Microsoft Office client sempre aggiornato

Uno dei vantaggi della sottoscrizione Office 365 che include anche la possibilità di installare i client della suite Microsoft Office è senza dubbio l’opportunità di disporre di una versione delle applicazioni sempre aggiornate.

Oggi, lavorando su Excel, mi sono accorto della funzionalità Autosave in bella mostra nell’angolo in alto a sinistra della finestra dell’applicazione.

Tante funzionalità, più o meno rilevanti, rilasciate a getto continuo e aggiornate silentemente attraverso i meccanismi di auto-update di Office.

Rammento anche che le sottoscrizioni aziendali di Office 365 (es. il piano E3, che è il più diffuso) il dipendente ha diritto ad installare Office non solo sul PC aziendale, ma anche su quello personale, fino ad un massimo di  quindici dispositivi (5 PC o Mac, 5 Tablet, 5 Smartphone).

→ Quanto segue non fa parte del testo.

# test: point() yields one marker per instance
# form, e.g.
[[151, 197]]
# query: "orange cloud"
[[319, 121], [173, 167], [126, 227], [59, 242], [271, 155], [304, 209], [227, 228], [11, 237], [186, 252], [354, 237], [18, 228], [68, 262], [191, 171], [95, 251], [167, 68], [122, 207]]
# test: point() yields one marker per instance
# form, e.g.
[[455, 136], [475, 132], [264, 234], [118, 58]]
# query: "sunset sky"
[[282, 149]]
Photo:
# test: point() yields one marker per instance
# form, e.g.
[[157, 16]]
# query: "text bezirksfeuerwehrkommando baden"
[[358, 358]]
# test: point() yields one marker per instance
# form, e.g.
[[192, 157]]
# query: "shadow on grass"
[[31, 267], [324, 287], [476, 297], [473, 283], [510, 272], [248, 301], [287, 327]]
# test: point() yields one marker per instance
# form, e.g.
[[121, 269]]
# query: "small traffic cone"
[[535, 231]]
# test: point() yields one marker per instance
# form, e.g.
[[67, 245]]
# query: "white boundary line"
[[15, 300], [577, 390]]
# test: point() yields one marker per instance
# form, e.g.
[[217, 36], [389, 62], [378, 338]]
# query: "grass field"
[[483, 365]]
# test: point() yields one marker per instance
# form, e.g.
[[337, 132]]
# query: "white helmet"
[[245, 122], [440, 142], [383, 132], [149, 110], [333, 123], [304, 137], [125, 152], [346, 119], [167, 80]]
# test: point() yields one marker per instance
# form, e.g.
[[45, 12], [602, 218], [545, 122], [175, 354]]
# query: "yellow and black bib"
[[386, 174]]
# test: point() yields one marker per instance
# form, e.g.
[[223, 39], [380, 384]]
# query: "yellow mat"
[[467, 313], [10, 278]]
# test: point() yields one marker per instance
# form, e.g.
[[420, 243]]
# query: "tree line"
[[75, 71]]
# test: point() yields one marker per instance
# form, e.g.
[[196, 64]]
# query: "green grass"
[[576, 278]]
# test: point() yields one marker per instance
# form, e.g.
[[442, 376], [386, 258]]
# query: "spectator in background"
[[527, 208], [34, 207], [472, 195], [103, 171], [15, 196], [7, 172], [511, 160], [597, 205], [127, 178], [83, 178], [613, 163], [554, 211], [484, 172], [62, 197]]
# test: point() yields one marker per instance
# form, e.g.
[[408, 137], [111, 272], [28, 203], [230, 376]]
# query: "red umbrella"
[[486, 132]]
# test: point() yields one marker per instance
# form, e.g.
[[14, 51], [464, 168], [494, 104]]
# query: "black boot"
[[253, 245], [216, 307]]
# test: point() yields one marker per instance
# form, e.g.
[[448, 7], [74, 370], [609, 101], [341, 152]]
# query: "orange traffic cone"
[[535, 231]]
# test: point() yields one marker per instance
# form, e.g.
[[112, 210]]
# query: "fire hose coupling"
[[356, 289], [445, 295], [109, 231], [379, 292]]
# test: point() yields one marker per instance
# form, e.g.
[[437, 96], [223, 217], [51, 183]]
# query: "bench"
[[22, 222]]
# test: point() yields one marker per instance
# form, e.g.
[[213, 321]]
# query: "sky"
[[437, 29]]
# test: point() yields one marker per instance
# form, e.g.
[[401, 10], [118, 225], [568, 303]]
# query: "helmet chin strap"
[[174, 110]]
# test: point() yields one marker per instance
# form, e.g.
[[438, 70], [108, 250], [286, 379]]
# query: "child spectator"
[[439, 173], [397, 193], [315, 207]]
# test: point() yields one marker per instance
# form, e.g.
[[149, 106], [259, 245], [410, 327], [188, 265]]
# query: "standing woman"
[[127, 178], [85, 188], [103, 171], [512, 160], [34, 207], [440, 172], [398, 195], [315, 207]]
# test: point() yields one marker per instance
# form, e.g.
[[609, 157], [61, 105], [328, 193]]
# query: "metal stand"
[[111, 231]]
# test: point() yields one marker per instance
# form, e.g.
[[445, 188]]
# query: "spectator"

E’ possibile controllare lo status delle proprie attivazioni, ed eventualmente disattivare vecchi device non più in uso da questa pagina:
https://portal.office.com/account/#home



Addio a Visio Web Access su Office 365

Microsoft ha annunciato che verrà rimossa la componente Visio Web Access da SharePoint Online, sia nella componente Visio Service che nelle sue Web Part utilizzabili sui siti SharePoint Online.

Il processo di dismissione sarà avviato dal 30/09/2018, e Microsoft prevede la completa dismissione per il settembre 2019.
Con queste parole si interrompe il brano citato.